Michael Tristan Tolston

Being financially literate is very crucial as it gives people the knowledge and skills they need to manage money effectively. But most Americans don’t have a solid foundation to make financially smart decisions. The result is that nearly half of them don’t expect to have enough to retire, and most of them are in some sort of debt. Even 40% of Americans can’t afford a $400 expense in case of emergency.
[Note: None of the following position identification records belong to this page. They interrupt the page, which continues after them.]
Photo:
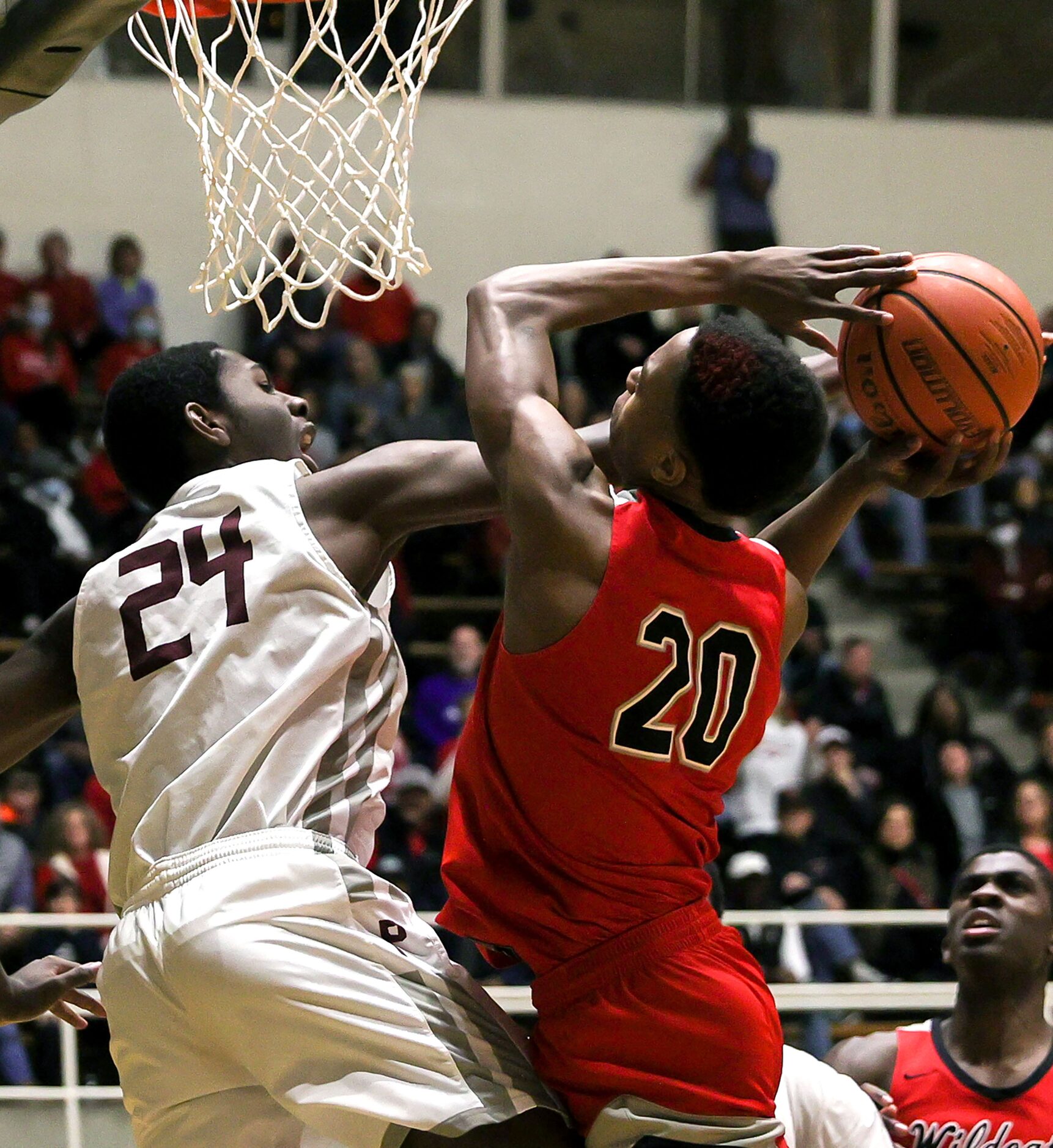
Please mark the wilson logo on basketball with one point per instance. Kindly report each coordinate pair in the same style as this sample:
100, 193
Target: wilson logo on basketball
936, 383
953, 1136
880, 418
Most people are often stressed about their financial literacy and find ways to manage their financial resources. But many of them don’t work out for people while people blame themselves or the technique. The concealed reason why some of them don’t work is their personality. Michael Tristan Tolston, a research psychologist from Ohio mentions the 7 different money personality types of people. Typically, people fall into a combination of many types, knowing which one you have will help you in making better plans for financial freedom. 
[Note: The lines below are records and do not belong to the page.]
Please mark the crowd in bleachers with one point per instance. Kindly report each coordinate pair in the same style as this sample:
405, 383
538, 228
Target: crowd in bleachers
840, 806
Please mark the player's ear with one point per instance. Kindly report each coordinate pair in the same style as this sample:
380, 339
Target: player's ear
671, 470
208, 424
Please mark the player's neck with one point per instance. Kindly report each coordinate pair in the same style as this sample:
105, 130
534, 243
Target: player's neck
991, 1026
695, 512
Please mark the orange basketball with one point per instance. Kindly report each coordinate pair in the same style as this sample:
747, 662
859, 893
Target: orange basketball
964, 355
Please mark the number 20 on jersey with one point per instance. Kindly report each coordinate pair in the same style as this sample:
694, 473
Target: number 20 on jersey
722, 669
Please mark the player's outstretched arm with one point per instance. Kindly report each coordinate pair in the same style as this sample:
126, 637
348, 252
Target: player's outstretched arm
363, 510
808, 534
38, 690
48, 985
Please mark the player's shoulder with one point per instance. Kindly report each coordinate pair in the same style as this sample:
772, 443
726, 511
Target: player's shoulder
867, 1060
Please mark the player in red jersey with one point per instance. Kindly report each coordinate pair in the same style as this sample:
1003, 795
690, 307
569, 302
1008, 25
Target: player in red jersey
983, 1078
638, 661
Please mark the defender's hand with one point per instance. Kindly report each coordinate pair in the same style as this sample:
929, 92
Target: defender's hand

  • The Compulsive Saver: These kinds of people put away money endlessly, sometimes with no goal in their mind. They believe saving money is the only way to feel safe in life. And some of them are so afraid of losing money that they might go their entire lives without spending any penny they worked hard to save.
  • The Compulsive Spender: People who spend money on things they usually don’t need come in this category. These kinds of people have outgoing personalities and love treating people with special things. When they have any emotional distress, one of the solutions they choose is to spend, mostly for instant gratification. Many times they end up in large amounts of debt, regardless of how much they earn.
  • The Compulsive Moneymaker: Many people also feel earning a lot of money is the secret to happiness. They will spend most of their energy trying to make loads of money. While these ones usually achieve financial freedom earlier, there’s a chance they enter a dangerous territory where they tend to neglect their relationships and lifestyle and suffer emotionally and mentally.
  • The Indifferent To-Money: People who rarely think about money fall in this category. Many people have this mindset that they need only a modest amount of money to be happy which is actually regarded as a very healthy mindset. They also don’t let money influence any important decisions of their life. But if they are not responsible with their finances and don’t make any budget things can get ugly.
  • The Saver-Splurger: These ones share their traits with savers and spenders. They start out by accumulating a lot of money but usually give into spending impulses. This behavior is often emotionally exhausting and excessively stressful because people are consistently swinging from compulsive saving to compulsive splurging. 
  • The Gambler: Gamblers share common traits with Moneymakers and Spenders. They are mostly thrilled by the risk and rewards that many times gamble away their money just to escape from boredom. The most obvious risk is when their gambling gets out of hand and they start to borrow and gamble to make up for the losses.
  • The Worrier: Some people are constantly worried no matter how much money they make. They lack confidence in their abilities and are constantly obsessed over what worse could happen to them. Worries and anxiety eat away their happiness and they become quite miserable in life.

According to  Michael Tristan Tolston, identifying the personality types you fall under and their pitfalls can help you plan better and improve your relationship with money. In the long run, Understanding and planning accordingly will help them to spend less on impulse purchases, be smarter about budgeting, invest wisely and have enough money to retire with ease.